Aspose ocr for .net on different files

Hi Team,
Need your help on below requirements on OCR of documents --> with samples

  1. OCR on Scanned PDF
  2. OCR on Text PDF
  3. OCR on TIF files
  4. OCR on Image files (jpg, png, bmp, …)
  5. OCR on Office files (doc, xls, ppt)

@venkatmallu

Please check the following documentation article(s) to fulfil your requirements:

Please note that reading Text PDF files is not a feature of Aspose.OCR. It is done by Aspose.PDF. Furthermore, regarding DOC/XLS/PPT file(s), do they also contain scanned documents on which you want to perform OCR? OR there is simple text in them?

Thanks for the details and help on below as well.

  1. How to identify the PDF is Scanned PDF / TEXT PDF based on that we can use Aspose.PDF
  2. Sample link on Aspose.PDF to ocr the TEXT PDF
  3. DOCX, XLSX, PPTX may contain only text / only images / both text and images --> any options to extract the content on this combination with Aspose

@venkatmallu

You can use Aspose.PDF to find whether PDF contains images or text only.
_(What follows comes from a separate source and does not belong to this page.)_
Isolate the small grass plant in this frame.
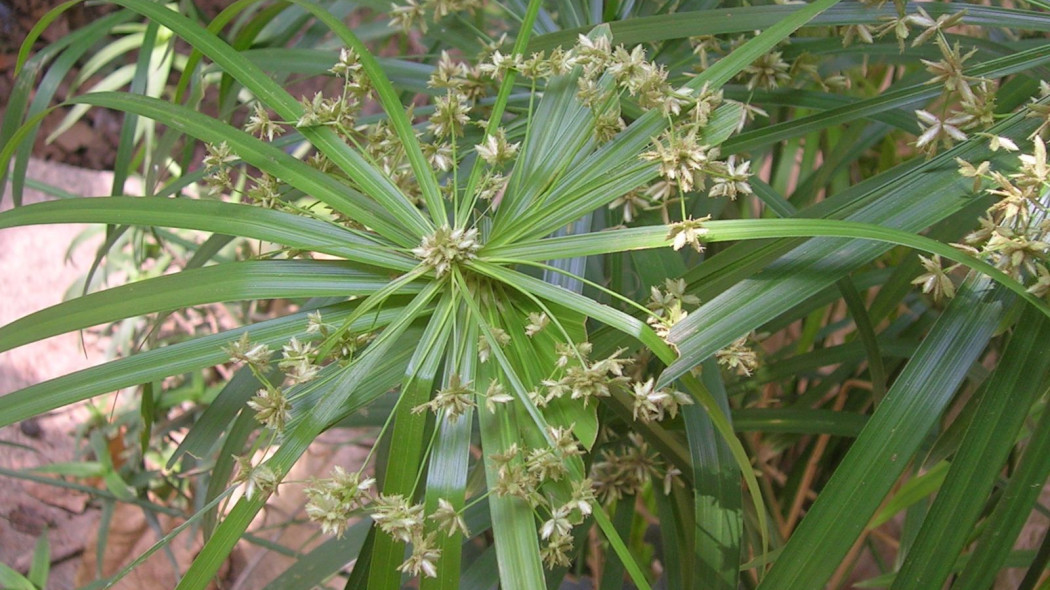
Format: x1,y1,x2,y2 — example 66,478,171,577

In the case of a text-only file, you can extract text from it as well using Aspose.PDF.

A feature request as OCRNET-475 has been logged in our issue tracking system to investigate the feasibility of this requirement. We will investigate whether it is possible to incorporate a feature in the Aspose.OCR to process these formats just like it does with scanned PDF. We will let you know once we have some updates in this regard.
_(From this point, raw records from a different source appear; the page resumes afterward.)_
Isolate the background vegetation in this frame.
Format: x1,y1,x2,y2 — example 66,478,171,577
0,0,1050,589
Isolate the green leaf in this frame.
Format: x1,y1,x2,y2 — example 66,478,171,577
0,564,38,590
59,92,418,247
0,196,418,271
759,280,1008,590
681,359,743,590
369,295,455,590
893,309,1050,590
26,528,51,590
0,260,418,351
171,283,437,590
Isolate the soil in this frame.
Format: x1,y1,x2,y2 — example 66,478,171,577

Furthermore, you can however use other Aspose APIs like Aspose.Words, Aspose.Cells and Aspose.Slides to extract content (images/text) from DOCX, XSLX and PPTX files respectively. Later on, you can use Aspose.OCR to perform OCR operation on the extracted images.

In case of any inquiry related to other Aspose APIs, we request you create topics in the respective forum categories where you will be assisted accordingly.

Hi Team,
While performing OCR on pdf having only image & both (image + text), facing issues.
Tested sample files:
Only Image: Scan_0005.pdf
Both Image & Text: Both_Image_Text.pdf

Issue#1: If the pdf is having both image & text with 32 bit C# windows application
OCR content extracted is Empty

Issue#2: If the pdf is having both image & text with 64 bit C# windows application
OCR content extracted is Empty

Issue#3: If the pdf is having only Image with 32 bit C# windows application
While creating searchable pdf --> getting exception:
Exception Message:
The type initializer for ' ’ threw an exception.

Exception StackTrace:
at .()
at .(RecognitionSettings )
at .(RecognitionSettings )
at Aspose.OCR.AsposeOcr.RecognizePdf(String fullPath, DocumentRecognitionSettings settings)
at OCR_Comparison.Aspose_OCR.AsposeScanned2Searchable(String InputFile) in C:\Venkat_Workspace\2022\POC\OCR_Comparison\OCR_Comparison\Aspose_OCR.cs:line 212

Issue#4: If the pdf is having only Image with 64 bit C# windows application
Searching pdf is created “Scan_0005_Aspose_Searchable.pdf” but getting the exception as below
Exception Message:
Unable to cast object of type ‘#=z8fjHnK9lNvVlfUs59m9d5gO9igCvmWnvnQ==’ to type ‘#=zY5jratlnqgJ9det2qmRBM1zmgFdDkcR$FQ==’.

Exception StackTrace:
at #=zvieTOh0QECAwOxvDRRiNIBI9VH8RQu89qFsMQ4ng9qkoB3Ezfg==.#=zBtMiWjqbpiGA()
at Aspose.Pdf.Operators.SelectFont.#=zyx$Q8MY=(#=zyEnMnypX06BBL63w_ujJZh$jl8Fk2ba8jsulyG16hA0v #=zWCucLwI=)
at Aspose.Pdf.Operator…ctor(Int32 #=zJKxmitk=, #=zyEnMnypX06BBL63w_ujJZh$jl8Fk2ba8jsulyG16hA0v #=zWCucLwI=)
at Aspose.Pdf.Operators.TextOperator…ctor(Int32 #=zJKxmitk=, #=zyEnMnypX06BBL63w_ujJZh$jl8Fk2ba8jsulyG16hA0v #=zWCucLwI=)
at Aspose.Pdf.Operators.TextStateOperator…ctor(Int32 #=zJKxmitk=, #=zyEnMnypX06BBL63w_ujJZh$jl8Fk2ba8jsulyG16hA0v #=zWCucLwI=)
at Aspose.Pdf.Operators.SelectFont…ctor(Int32 #=zJKxmitk=, #=zyEnMnypX06BBL63w_ujJZh$jl8Fk2ba8jsulyG16hA0v #=zWCucLwI=)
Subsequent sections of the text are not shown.